The cholera outbreak across Yemen, Sudan, South Sudan and Somalia is threatening hundreds of thousands of children, and funding and security are urgently needed to address the outbreak and rising rates of malnutrition, according to the United Nations Children's Fund. Yemen is currently experiencing the worst outbreak, with an estimated 260,000 suspected cases and more than 1,600 deaths — a quarter of whom have been children. The limited aid response in Yemen is exacerbating conditions amid an ongoing civil war, with a failing economy and health system and a shortage of clean water, as Devex reported. In Somalia, 1.4 million children are suffering from malnourishment; while in South Sudan, many fear the cholera outbreak could worsen during the rainy season. Supplies and funds are insufficient: in Yemen, just one-third of the funding needed has been fulfilled, according to U.N. data, and the World Health Organization has received only $18.2 million of its requested $64 million through the end of the year.
Five years after the United Kingdom pledged to make contraceptives available to an additional 120 million women and girls worldwide by 2020, the government — together with other donors, foundations, NGOs and new public and private actors — will gather again next week to celebrate progress at the London Family Planning Summit. But the question will also be asked: why are we only one-third of the way to hitting the mark? Advocacy groups expect additional funding announcements, but will nonetheless be eager to hear whether and how governments and the private sector will step up to fill the gap in funding left by U.S. President Donald Trump's reintroduction of the global gag rule on reproductive health funding. Australia pledged to prioritize gender equality with a target of 80 percent of aid directed at gender issues — but investment of the aid budget thus far has not matched this policy. It is considered unlikely that the Australian government will make a new financial contribution at the summit, despite its ambassador for women and girls attending.

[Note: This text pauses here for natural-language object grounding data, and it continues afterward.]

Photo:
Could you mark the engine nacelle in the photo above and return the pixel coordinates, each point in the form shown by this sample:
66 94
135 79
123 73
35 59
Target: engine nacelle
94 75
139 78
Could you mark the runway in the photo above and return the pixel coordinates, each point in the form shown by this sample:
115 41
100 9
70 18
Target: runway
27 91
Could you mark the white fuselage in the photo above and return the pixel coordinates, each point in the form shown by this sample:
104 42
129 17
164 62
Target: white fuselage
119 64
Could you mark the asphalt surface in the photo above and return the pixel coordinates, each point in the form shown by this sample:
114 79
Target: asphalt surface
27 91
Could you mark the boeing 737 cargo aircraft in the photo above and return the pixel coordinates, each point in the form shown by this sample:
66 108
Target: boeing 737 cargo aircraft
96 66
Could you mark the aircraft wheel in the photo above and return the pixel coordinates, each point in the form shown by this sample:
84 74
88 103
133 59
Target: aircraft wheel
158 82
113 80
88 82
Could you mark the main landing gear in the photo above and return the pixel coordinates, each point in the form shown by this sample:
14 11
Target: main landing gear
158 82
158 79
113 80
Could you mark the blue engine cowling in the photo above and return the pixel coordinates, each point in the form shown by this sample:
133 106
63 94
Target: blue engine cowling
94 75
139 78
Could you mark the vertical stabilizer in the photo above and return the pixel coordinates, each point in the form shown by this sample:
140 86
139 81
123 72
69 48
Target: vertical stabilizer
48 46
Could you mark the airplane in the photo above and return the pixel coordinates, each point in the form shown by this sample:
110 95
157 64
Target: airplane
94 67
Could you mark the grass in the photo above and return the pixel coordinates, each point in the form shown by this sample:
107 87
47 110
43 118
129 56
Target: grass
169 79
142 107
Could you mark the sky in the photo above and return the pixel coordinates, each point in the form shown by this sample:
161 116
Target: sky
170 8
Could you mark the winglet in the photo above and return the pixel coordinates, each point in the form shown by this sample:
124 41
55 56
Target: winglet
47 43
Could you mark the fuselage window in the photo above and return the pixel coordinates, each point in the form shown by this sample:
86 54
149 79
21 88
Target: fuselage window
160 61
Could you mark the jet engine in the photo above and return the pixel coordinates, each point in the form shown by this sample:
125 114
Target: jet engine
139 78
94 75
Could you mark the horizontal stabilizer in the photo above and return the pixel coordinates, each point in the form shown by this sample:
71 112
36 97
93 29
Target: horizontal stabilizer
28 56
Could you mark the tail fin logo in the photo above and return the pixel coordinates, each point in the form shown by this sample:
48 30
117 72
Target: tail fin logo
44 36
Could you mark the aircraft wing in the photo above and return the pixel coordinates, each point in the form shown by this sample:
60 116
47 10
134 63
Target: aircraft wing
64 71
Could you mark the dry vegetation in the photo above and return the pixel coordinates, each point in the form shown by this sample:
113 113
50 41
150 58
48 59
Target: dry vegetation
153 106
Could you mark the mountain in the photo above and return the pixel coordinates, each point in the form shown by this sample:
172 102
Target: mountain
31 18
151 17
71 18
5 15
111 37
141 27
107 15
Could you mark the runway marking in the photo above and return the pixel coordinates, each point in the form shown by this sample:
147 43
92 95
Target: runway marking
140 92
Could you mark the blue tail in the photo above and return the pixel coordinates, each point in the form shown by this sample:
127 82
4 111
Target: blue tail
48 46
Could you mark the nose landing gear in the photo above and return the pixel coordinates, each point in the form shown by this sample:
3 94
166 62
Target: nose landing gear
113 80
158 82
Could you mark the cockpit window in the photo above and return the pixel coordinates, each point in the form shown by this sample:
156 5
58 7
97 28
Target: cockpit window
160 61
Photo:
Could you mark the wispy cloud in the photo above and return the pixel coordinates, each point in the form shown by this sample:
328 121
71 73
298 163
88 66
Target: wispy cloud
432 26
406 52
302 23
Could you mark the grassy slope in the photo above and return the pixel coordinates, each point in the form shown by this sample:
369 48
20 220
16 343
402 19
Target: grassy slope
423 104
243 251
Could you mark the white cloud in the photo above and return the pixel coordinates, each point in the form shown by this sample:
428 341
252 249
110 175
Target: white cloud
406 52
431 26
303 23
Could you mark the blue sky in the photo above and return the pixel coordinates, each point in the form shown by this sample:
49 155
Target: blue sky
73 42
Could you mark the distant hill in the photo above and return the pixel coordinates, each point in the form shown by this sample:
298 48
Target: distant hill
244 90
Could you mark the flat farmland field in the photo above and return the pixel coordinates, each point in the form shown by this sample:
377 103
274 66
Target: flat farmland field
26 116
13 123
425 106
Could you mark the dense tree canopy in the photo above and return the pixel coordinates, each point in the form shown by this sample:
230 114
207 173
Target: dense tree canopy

World leaders from some of the 20 biggest economies are gathering in Hamburg, Germany, for the two-day G-20 summit, where global development issues are set to play an elevated role compared to previous summits. The German government expanded the agenda to include climate change, global health, partnerships with African countries and the 2030 Agenda for Sustainable Development. But questions over the United States’ future global leadership role and the Trump administration’s proposed cuts to foreign aid are likely to overshadow attempts at new commitments. Tensions between world leaders are also high amid uncertainty about the future of the Paris Climate Agreement, perilous migration and global health situations, and North Korea’s increasingly provocative behavior. Stay tuned for Devex’s on-the-ground reporting and catch up on our series that examines Germany as an emerging power in global development.

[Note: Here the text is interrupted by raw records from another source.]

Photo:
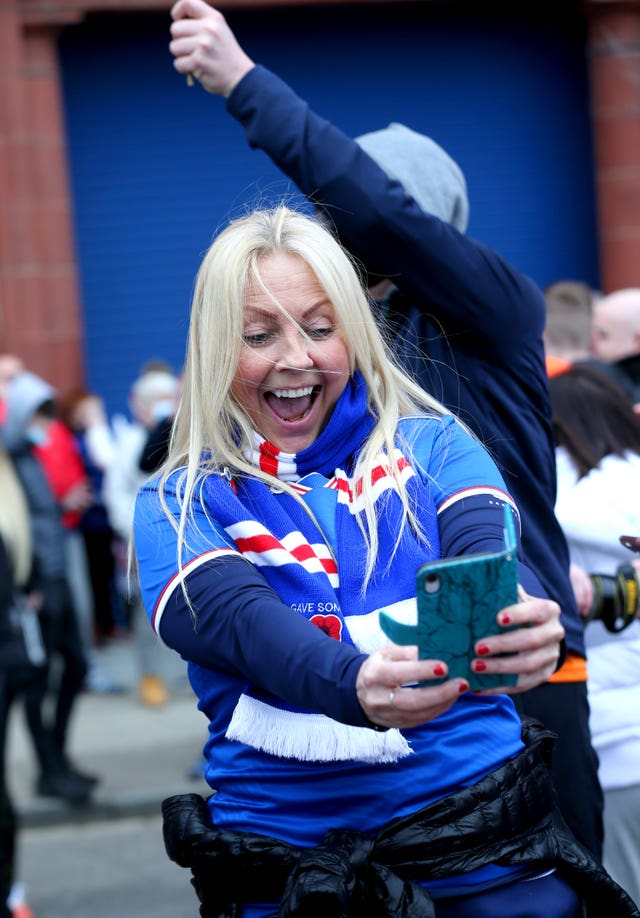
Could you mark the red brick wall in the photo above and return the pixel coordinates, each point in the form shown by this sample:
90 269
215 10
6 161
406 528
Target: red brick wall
39 302
40 314
614 39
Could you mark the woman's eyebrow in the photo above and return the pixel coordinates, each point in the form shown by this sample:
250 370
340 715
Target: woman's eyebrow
257 313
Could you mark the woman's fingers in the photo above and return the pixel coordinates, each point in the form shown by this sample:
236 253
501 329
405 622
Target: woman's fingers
531 650
388 690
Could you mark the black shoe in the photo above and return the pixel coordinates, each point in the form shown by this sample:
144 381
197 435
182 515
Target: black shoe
65 786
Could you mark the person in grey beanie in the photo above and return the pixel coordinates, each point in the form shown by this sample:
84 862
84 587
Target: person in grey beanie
466 324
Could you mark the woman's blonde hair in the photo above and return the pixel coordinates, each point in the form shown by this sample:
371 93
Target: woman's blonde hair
15 525
212 432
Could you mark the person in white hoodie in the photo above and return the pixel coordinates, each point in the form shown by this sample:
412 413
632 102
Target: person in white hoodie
598 468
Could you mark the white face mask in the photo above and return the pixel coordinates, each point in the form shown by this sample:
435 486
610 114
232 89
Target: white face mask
36 436
163 409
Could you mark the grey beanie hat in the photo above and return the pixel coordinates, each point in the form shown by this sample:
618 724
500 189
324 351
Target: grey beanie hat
427 173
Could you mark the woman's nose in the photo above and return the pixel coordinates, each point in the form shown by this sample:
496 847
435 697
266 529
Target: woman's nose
296 351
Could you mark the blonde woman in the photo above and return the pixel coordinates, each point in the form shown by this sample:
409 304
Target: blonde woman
307 480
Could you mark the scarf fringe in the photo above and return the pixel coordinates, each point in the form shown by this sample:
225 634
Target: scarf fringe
311 737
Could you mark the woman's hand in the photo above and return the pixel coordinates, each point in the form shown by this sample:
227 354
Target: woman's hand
387 703
582 589
534 649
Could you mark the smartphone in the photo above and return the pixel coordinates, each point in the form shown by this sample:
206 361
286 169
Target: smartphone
458 600
631 542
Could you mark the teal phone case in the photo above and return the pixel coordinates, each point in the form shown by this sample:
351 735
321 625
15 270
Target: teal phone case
458 600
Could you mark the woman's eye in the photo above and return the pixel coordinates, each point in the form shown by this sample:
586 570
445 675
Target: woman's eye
255 339
319 333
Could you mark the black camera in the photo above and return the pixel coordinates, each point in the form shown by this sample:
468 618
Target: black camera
615 598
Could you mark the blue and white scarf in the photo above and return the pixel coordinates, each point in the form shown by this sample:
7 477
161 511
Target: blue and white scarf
319 570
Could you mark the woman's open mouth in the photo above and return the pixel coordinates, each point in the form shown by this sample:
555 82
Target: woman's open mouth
291 405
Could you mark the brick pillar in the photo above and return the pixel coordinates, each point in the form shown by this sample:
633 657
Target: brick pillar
614 49
39 301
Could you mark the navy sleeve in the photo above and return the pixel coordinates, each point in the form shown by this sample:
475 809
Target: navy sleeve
473 287
241 627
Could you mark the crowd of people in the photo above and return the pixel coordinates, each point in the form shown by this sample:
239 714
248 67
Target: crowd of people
68 480
336 428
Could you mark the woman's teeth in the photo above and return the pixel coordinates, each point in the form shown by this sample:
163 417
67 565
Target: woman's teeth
293 393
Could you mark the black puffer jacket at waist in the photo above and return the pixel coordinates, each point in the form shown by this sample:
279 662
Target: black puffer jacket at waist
508 818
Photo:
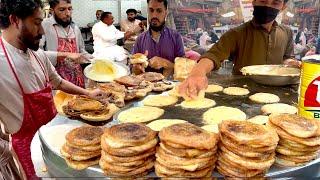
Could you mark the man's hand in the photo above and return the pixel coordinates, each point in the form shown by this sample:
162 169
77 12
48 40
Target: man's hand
197 79
97 94
128 34
193 85
77 57
138 69
293 63
158 63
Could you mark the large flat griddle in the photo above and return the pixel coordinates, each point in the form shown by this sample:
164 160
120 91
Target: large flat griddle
287 94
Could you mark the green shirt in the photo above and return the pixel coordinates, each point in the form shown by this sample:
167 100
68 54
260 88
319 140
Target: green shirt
251 44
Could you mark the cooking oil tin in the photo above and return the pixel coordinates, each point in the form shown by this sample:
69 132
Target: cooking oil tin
309 99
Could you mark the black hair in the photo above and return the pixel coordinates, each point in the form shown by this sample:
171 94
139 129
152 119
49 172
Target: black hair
131 11
54 3
99 10
165 2
105 15
20 8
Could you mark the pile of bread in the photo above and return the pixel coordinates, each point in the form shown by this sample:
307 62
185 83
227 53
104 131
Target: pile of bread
186 151
299 139
82 148
241 149
246 150
81 107
128 150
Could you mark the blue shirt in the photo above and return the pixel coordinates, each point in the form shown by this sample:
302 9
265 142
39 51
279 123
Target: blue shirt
170 45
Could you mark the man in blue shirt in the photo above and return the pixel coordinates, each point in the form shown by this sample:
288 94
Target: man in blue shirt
161 43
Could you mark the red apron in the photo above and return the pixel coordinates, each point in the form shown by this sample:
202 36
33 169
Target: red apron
39 109
67 69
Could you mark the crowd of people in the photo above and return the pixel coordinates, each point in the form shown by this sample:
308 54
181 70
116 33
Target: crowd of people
38 55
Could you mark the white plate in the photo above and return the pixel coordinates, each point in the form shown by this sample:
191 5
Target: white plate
121 69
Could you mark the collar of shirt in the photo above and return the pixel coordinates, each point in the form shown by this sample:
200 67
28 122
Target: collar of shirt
9 47
259 26
53 21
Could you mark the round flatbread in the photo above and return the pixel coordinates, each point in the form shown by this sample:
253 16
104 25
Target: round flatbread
102 115
157 125
248 133
218 114
198 103
213 88
264 98
174 92
159 101
84 136
140 114
260 119
189 135
127 135
278 108
296 125
211 128
236 91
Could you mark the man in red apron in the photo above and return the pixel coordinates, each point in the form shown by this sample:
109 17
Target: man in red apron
26 79
64 37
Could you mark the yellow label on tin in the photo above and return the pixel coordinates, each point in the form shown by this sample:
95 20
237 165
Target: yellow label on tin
309 101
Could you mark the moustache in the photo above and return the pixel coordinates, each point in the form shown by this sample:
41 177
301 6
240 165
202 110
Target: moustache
38 37
155 19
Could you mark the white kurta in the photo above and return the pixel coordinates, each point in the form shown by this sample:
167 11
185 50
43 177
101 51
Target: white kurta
30 75
105 42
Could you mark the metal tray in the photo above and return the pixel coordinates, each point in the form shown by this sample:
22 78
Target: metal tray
58 168
122 70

The 29th African Union Summit came to a close this week. Featuring discussions between several African heads of state, it even received a guest appearance from WHO Director-General Tedros Adhanom Ghebreyesus before assuming his Geneva-based post on July 1. Among the highlights of the week include the signing of a roughly $8 million partnership with New Zealand. This agreement serves as the basis for the establishment and implementation of the “New Zealand-Africa Geothermal Facility," which will provide affordable, clean energy solutions to East African countries. During the summit the official DotAfrica domain also launched, allowing organizations, companies, and individuals connected with the African community and markets to register their businesses during an open registration period.

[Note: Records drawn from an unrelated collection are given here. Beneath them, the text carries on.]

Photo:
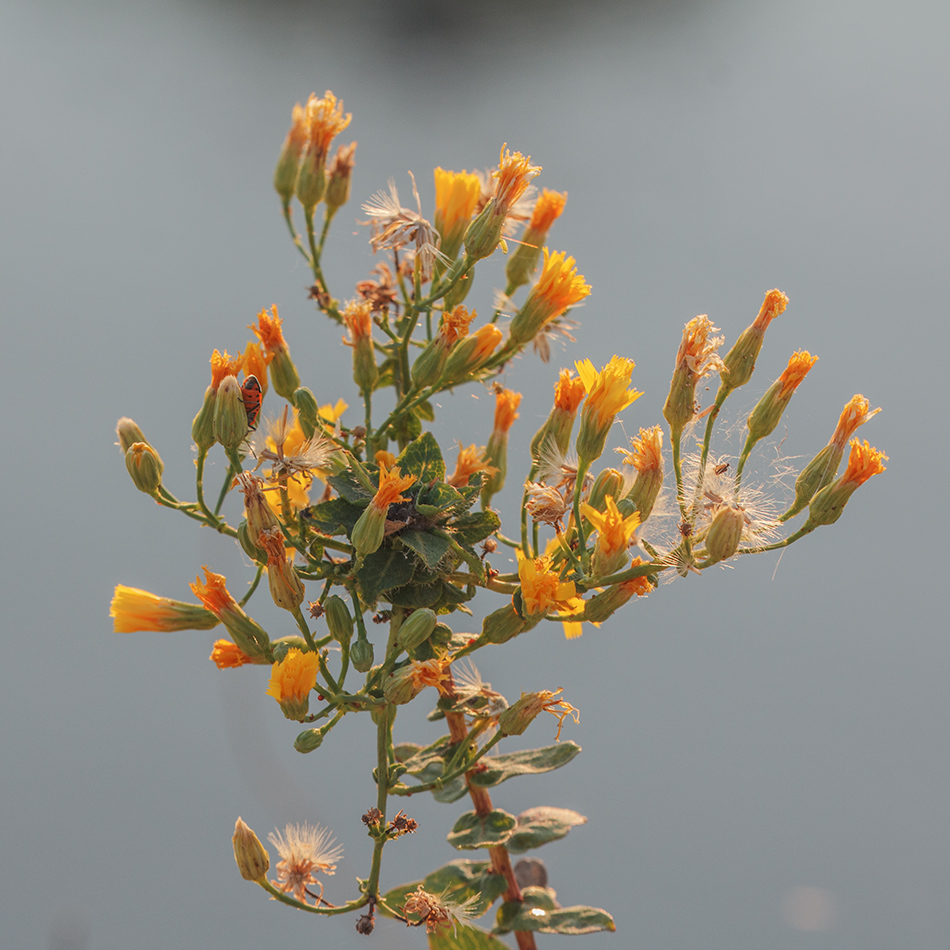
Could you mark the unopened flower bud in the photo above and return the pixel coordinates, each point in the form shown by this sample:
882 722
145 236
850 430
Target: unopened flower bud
503 624
230 415
128 433
145 466
202 428
340 175
725 533
416 628
307 410
308 740
286 588
251 856
247 545
361 656
339 620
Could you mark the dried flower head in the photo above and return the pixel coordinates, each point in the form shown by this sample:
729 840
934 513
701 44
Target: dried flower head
305 851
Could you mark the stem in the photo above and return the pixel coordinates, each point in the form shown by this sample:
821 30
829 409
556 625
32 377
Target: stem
288 217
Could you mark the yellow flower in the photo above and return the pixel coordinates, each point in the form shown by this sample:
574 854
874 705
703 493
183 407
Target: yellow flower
224 365
541 589
292 680
855 413
647 450
614 533
456 199
569 391
558 287
607 392
226 655
133 609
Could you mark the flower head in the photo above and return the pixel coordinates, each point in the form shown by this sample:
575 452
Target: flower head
325 120
857 411
471 459
133 609
305 851
227 655
391 486
292 680
863 462
506 404
223 365
541 588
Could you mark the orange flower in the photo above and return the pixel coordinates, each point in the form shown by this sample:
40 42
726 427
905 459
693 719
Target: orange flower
268 331
569 391
227 655
863 462
775 303
506 402
513 175
547 210
325 120
541 589
391 486
470 461
224 365
647 454
607 392
133 609
456 198
798 366
855 413
292 680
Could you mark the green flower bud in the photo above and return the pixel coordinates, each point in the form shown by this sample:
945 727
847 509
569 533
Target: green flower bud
361 656
308 740
251 856
128 434
145 466
247 545
307 410
202 428
725 533
339 620
230 415
416 628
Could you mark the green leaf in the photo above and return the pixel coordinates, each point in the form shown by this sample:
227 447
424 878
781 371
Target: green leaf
538 911
348 486
526 762
465 937
436 498
475 527
430 547
451 791
423 458
336 516
383 570
538 826
482 831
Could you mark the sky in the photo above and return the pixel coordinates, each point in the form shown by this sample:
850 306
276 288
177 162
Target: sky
764 746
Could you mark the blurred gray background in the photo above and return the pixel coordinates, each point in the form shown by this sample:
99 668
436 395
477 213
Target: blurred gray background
765 748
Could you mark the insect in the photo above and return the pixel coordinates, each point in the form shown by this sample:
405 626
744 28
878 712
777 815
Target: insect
252 396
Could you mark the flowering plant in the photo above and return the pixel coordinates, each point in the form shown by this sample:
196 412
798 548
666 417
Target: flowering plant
396 538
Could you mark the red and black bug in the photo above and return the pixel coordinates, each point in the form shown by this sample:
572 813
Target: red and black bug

The Italian government threatened to close its ports to humanitarian rescue ships, turning them away to other countries during a surge in arrivals of refugees and undocumented migrants, with more than 12,000 landing in Italy over the course of a single weekend, according to the U.N. High Commissioner for Refugees. The threat sparked an emergency meeting of European ministers in Paris on Sunday, resulting in a promise to create a “code of conduct” for NGO-operated ships in the Mediterranean, alongside options for increased support to Libya, where most of the migrants are departing from. The details of the code are to be discussed at a meeting in Tallinn, Estonia, this week, but NGOs warned it risks limiting their ability to save lives. Around 80 percent of migrants traveling across the Mediterranean this year have landed in Italy, with the government saying it is not receiving enough support from the rest of the EU. Europe has been directing increasing levels of development aid toward the goal of reducing undocumented migration in recent times — sparking deep controversy among European NGOs, as Devex has reported. More than 2,000 people have died in the Mediterranean Sea so far this year, according to the International Organization for Migration, including 50 who are missing after a boat sank this week.